Only part of a newspaper shown in "Lilo and Stitch" is actually written out.
At the beginning of the Disney movie when Jumba is in prison, he reads a newspaper article about himself.
The title of the newspaper and the headline of the article are both legibly written in English, but the content of the article is just random strings of letters.
The guidance counselor in "10 Things I Hate About You" seems to have an erotic novel cover on the wall in her office.
When Cameron speaks with the guidance counselor at the beginning of "10 Things I Hate About You," she immediately curses and flips off students, which surprises the new kid.
As he leaves her office, there's a visible poster on her wall that appears to be a cover of a romance novel.
Although the poster doesn't really seem appropriate for a high-school guidance counselor's office, it does fit the character seeing as she's penning an erotic novel throughout the movie.
An accidental collision during a lunchroom scene in "The Cheetah Girls" was poorly executed.
During a cafeteria scene in "The Cheetah Girls," Derek is hit in the back of the head with a lunch tray.
The moment is supposed to be an accident.
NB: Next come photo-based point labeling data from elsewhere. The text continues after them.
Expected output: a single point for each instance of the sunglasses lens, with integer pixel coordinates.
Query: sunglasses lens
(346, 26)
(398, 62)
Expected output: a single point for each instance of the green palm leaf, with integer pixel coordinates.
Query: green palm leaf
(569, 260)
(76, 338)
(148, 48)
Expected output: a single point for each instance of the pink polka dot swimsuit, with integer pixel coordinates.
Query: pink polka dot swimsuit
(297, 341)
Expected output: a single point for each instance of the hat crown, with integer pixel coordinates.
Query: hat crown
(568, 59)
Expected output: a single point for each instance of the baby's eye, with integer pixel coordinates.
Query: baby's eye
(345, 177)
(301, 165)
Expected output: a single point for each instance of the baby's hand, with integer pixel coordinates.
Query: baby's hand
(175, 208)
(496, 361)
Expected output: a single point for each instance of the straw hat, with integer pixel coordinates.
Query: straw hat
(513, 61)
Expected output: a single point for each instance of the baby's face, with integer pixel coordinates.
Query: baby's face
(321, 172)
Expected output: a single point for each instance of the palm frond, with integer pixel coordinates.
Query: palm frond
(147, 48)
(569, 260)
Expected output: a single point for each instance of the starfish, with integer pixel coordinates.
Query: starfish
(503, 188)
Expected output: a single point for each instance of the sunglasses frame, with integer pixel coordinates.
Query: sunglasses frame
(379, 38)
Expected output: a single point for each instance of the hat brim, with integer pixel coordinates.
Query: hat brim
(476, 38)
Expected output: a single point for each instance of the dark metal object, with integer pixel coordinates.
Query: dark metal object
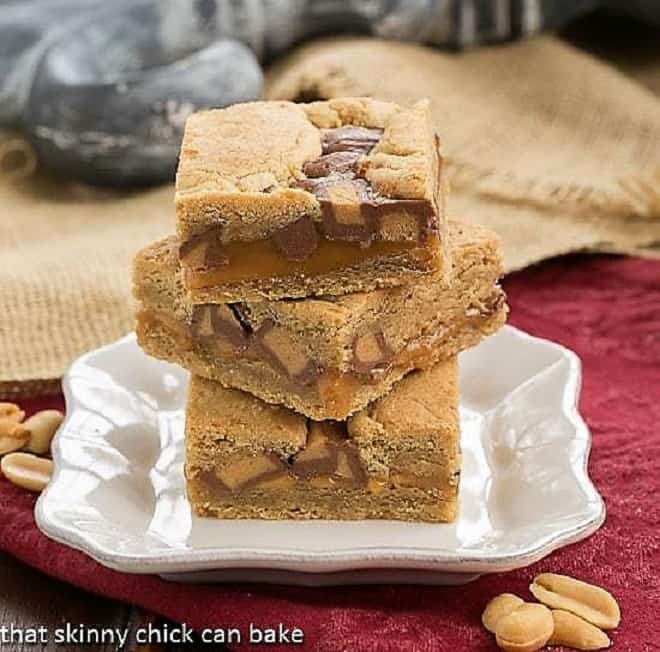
(102, 89)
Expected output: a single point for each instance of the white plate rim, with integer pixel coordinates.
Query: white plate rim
(364, 557)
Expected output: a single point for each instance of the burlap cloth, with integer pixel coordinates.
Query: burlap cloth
(556, 151)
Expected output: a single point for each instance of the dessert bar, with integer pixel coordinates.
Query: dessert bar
(397, 459)
(325, 357)
(276, 199)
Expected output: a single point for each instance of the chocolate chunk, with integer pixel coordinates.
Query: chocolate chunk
(242, 313)
(243, 471)
(298, 240)
(284, 353)
(329, 452)
(203, 251)
(371, 352)
(217, 323)
(350, 139)
(337, 163)
(343, 211)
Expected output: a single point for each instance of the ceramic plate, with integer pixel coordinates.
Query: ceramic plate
(118, 489)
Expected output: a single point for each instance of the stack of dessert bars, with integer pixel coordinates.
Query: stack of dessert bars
(319, 298)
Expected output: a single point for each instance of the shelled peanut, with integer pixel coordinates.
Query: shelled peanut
(573, 614)
(30, 469)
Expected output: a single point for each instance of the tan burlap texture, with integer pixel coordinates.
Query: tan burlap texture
(556, 151)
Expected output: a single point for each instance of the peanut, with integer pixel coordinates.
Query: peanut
(573, 631)
(13, 439)
(41, 428)
(11, 412)
(12, 433)
(525, 629)
(500, 606)
(590, 602)
(27, 470)
(10, 420)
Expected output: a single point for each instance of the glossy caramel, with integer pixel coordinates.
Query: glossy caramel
(261, 260)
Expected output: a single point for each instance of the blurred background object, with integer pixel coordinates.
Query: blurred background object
(102, 90)
(552, 141)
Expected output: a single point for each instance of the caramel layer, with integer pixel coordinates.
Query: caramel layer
(334, 388)
(261, 259)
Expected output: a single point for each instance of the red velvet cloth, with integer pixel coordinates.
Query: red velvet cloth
(608, 311)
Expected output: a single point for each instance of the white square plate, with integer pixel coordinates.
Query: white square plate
(118, 488)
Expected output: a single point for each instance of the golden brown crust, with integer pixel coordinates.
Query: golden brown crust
(239, 165)
(245, 459)
(337, 335)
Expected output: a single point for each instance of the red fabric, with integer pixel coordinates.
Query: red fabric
(605, 309)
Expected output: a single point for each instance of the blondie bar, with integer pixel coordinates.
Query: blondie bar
(276, 199)
(325, 357)
(397, 459)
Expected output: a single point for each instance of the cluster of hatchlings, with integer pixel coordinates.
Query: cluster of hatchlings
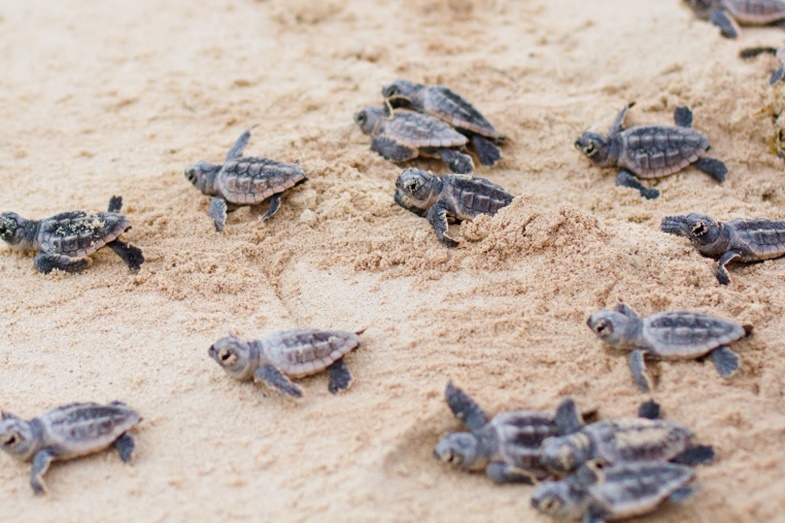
(611, 468)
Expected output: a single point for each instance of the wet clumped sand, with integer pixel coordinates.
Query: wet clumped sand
(120, 98)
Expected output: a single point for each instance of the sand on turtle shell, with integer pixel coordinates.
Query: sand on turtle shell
(119, 97)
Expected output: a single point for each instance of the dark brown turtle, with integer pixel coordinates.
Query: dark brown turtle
(243, 180)
(651, 151)
(68, 432)
(729, 14)
(457, 197)
(405, 135)
(288, 354)
(507, 447)
(669, 336)
(66, 240)
(744, 240)
(444, 104)
(622, 491)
But before the collision, viewers can clearly see the person who hits him pick up the tray, swing it toward his head, and pretend to stumble.
The door at the shop the titular bear eats at in "Paddington" is covered with stickers and signs.
The Brown family takes Paddington to get food after finding him in the train station during the first "Paddington" film.
The wall the Browns stand in front of at the restaurant has plenty of framed pictures of trains, which makes sense since they're on the platform, but there are also a comical number of signs on the shop's front door.
There's a standard one that says "open," and others stating the shop's accessibility and the fact that it doesn't accept euros.
But there's also a sign that says no dogs are allowed inside, so it's odd that the employees let a bear in without question.
During one of Freddy Krueger's kills in "A Nightmare on Elm Street," the blood splatters unnaturally.
One of the most memorable kills in the "Nightmare On Elm Street" series happens in the first film.
When a boy is pulled into his bed and killed, a giant geyser of blood erupts, spraying up toward the ceiling.
But not all of the blood sprays follow the same trajectory. After the initial geyser, some of the splatters are clearly tilting toward the top left portion of the screen.
According to Film School Rejects, cinematographer Jacques Haitkin said that the rouge blood splatters actually happened because they filmed the scene in one take in a rotating room.
After the liquid was poured through the opening in the bed, it hit the light fixture and became electrified, which caused it to slosh back and forth.